Why Documentation is Mandatory for Maintainable Software [shorts #15]

Software engineering is more than just writing source code. Like any other engineering discipline, the resulting product should adhere to the specifications, be verifiable, and maintainable. However, one more aspect is crucial to every engineering practice: Documentation, which constitutes more than just the handbook delivered to customers or users. Read on to learn how this vital aspect helps other developers understand the source code more quickly and how it ensures repeatability and a deterministic engineering process.

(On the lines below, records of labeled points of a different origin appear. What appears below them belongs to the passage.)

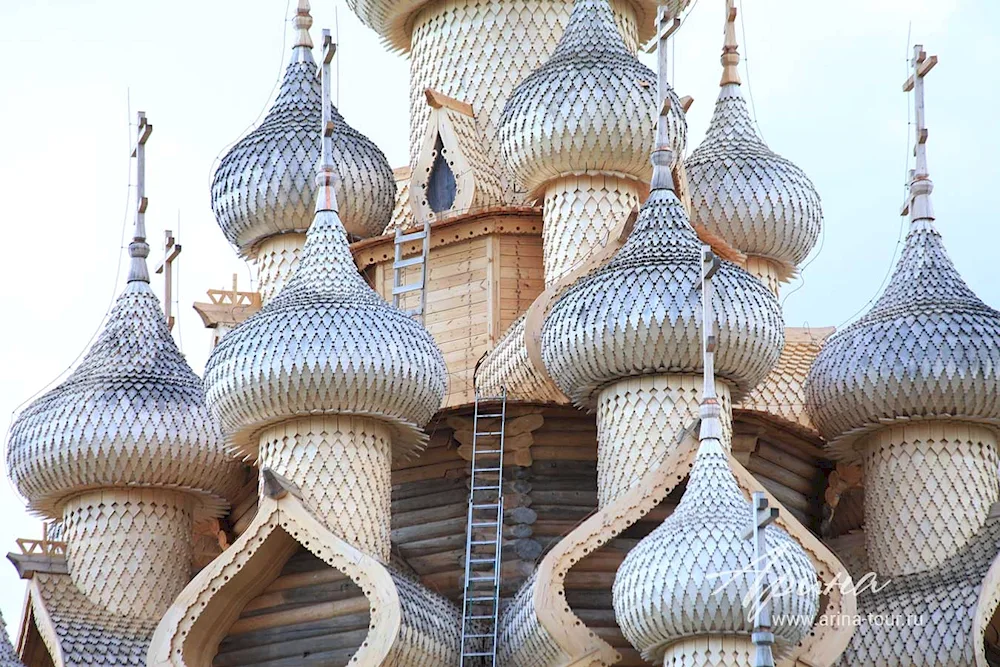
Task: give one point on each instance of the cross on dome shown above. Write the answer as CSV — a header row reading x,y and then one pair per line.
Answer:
x,y
918,204
302,22
730,49
326,196
662,153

Documentation Starts With Clean Code Guidelines

Software documentation entails more than just comments or static text. You should remember that the main goal of software documentation is to ensure that other devs (and you) can understand a code fragment as easily as possible. The faster and easier it is to understand, the easier it is to maintain and debug, should it become necessary later.

Adhering to only a few straightforward clean-code practices already drastically improves code quality and maintainability. If you just have time to focus on one thing, it should be choosing descriptive names for variables and methods. Let’s look at an example:

@Override
public boolean isValid(String s, boolean nullable) {
    return s == null && nullable || s != null && s.length() == 2 && CODES.contains(s);
}

From this snippet alone, it would be relatively difficult to see what it does. It’s some sort of validation function for a String variable. But without additional context, it would be fairly difficult to grasp at a glance. Let’s improve the snippet a bit by adding brackets and renaming CODES:

@Override
public boolean isValid(String s, boolean nullable) {
    return (s == null && nullable) || (s != null) && (s.length() == 2) &&
        VALID_COUNTRY_CODES.contains(s);
}

Ok, so now it becomes clear that we’re dealing with two-letter country codes. But still, the if-statement could benefit from being split up:

@Override
public boolean isValidCountryCode(String code, boolean nullable) 
    final boolean isNullAndNullable = (code == null && nullable)
    final boolean isNotNullAndValid = (code != null) && (code.length() == 2) && 
        VALID_COUNTRY_CODES.contains(code);
    return isNullAndNullable || isNotNullAndValid
}

The final snippet makes it very easy to understand that a code is valid if it’s null and nullable or if it is not null and valid. Valid means that it has two characters and appears in the list of allowed codes.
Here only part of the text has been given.